Zero stood and stepped up to the railing. The bots had just arrived in the field below and quickly set to tending the crops. Zero couldn't recall what they had planted this year, corn, tomatoes and cabbage or something else leafy and green, he was sure. The clockwork's silvered skin glinted dully in the early morning sun. They had been the girl's parents at one time. What had her name been? He couldn't remember any longer. G something? Cain would know. Cain recalled the old days more fondly than he, and clung to their memory more fiercely.

For Zero there were no good old days, save the ones they made themselves.

He heard Cain step closer, and felt his strong arms wrap around him. The other man pressed close. Zero could smell him now, leather, gun oil, and that sweet soap he liked so much.

"Come back to bed," Cain repeated. His lips grazed the back of Zero's neck, and his hands drifted up and down to lightly fondle and tweak.

"Don't you ever get tired old man?" Zero asked.

"Never," Cain replied. The lips were back, and more insistent.
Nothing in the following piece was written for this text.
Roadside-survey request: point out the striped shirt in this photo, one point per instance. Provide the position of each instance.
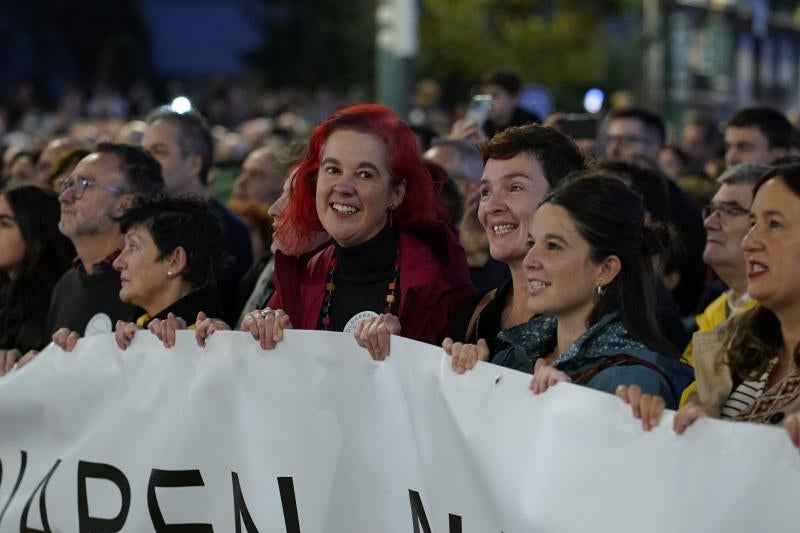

"I'll be in as soon as I finish my coffee."

"Bed. Now," Cain said. His words were a flutter of breath on the back of Zero's neck.

"And if I spill coffee all over the sheets?"

"I'll beat your ass."

"Promises, promises," Zero said and pulled one of Cain's rough hands to his lips. The Tin Man's hands were as familiar as his own. Zero thought he could trace ever finger, muscle and callus with his eyes closed. With a final squeeze Cain withdrew and padded back inside.

Zero listened as he retreated to the back of the cabin. He'd join him there soon enough. There was no hurry, not when you literally had all the time in the world. Smiling slightly to himself Zero dumped out his coffee and watched as a small cloud of steam rose and dissipated in the cool morning air.